As far as surviving polytheistic religions, obviously Hinduism is one exception in this, but then they also claim that the central figures - Vishnu, Brahma and Shiva, the Trimurti - are basically "one and the same," and represent the Preserver, Creator and Destroyer aspects of the One. Like the Xtian Trinity being separate but the same.

But I also think humans are sufficiently curious that we seek unified, coherent answers. Newtonian physics breaks down at certain scales, and while we can work with this for now, there's a desire for a more consistent, unified explanation. We're able to recognize that what we've figured out may be a subset of a more all-encompassing explanation, and human curiosity seeks to uncover the truth. So I think we also see this in gods and religions. How and why and when does Aethon, the Greek god of famine win out against Demeter, the Greek goddess of farming? How can humans count on Demeter, when it's not really up to her?
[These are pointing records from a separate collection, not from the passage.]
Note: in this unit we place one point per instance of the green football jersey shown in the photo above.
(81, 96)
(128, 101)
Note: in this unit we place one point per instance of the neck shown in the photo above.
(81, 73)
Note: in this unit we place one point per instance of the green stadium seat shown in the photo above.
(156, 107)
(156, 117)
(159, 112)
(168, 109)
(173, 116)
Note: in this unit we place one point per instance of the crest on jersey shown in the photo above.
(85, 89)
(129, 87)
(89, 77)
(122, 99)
In principle, one would expect a monotheistic religion to be more unified and provide more clarity. There's a single consistent message. Except it doesn't turn out that way. Partly because how these gods are manufactured is so fractured that the belief system itself fractures. Catholicism, Protestantism, and all the thousands of sects that can’t figure out what this single god wants.

But also, not only are they not more unified or consistent, but they're also not really monotheistic. In Xtianity, you have the dual gods of Yahweh and Satan, the latter functioning at least as a demigod. Xtians are concerned about "Satan worshippers," who are, necessarily, Xtians because they must believe in both entities. They've just chosen to worship the other one.
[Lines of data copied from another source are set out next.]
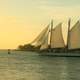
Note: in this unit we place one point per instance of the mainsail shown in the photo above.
(40, 38)
(74, 37)
(57, 38)
(45, 41)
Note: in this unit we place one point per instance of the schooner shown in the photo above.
(50, 41)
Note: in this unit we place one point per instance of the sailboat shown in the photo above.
(50, 41)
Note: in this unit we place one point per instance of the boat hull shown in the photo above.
(60, 54)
More troublingly though, is that, at least in Abrahamic monotheism, believers themselves describe different gods. Perfect and needing worship, just and merciful, known and unknowable, omniscient with a plan and granting free will -- these would have to be different gods, if they existed, because a single god with these properties would refute itself out of existence.
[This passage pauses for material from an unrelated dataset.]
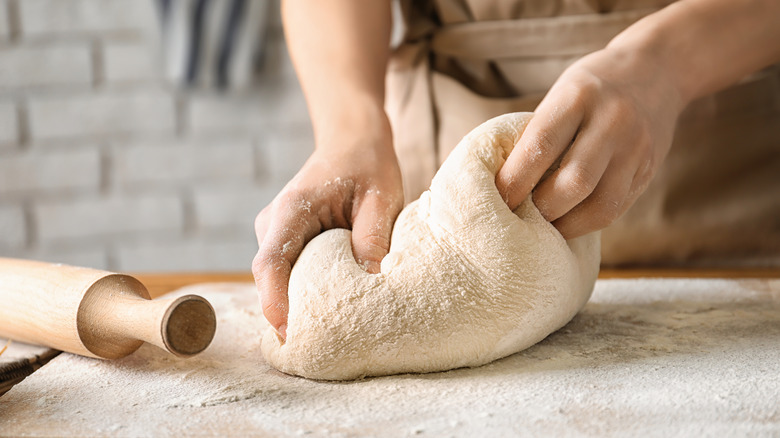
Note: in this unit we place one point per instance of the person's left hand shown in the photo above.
(612, 116)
It isn't too hard to figure out why any of this is the case: the universe is inconsistent. Primitive superstitions about divine intent don't actually explain anything. Bad things happen to good people. Good things happen to bad people. So a god that explains everything is an incoherent god.

If you agree that someone got the punishment they deserve, then god is just. If you agree that someone deserved to be let off, then god is merciful. What if you don't agree? It was Satan! So, Satan is powerful enough to stop god's justness or mercy? Well, god works in mysterious ways! in this case, the believer is agreeing with the non-believer that gods don't provide explanatory power. A "mysterious ways" god we can't know can't be used to explain anything.

What we're possibly seeing with the decline of religion is that we've come to the end of how far we can consolidate our gods - we're now heading towards zero.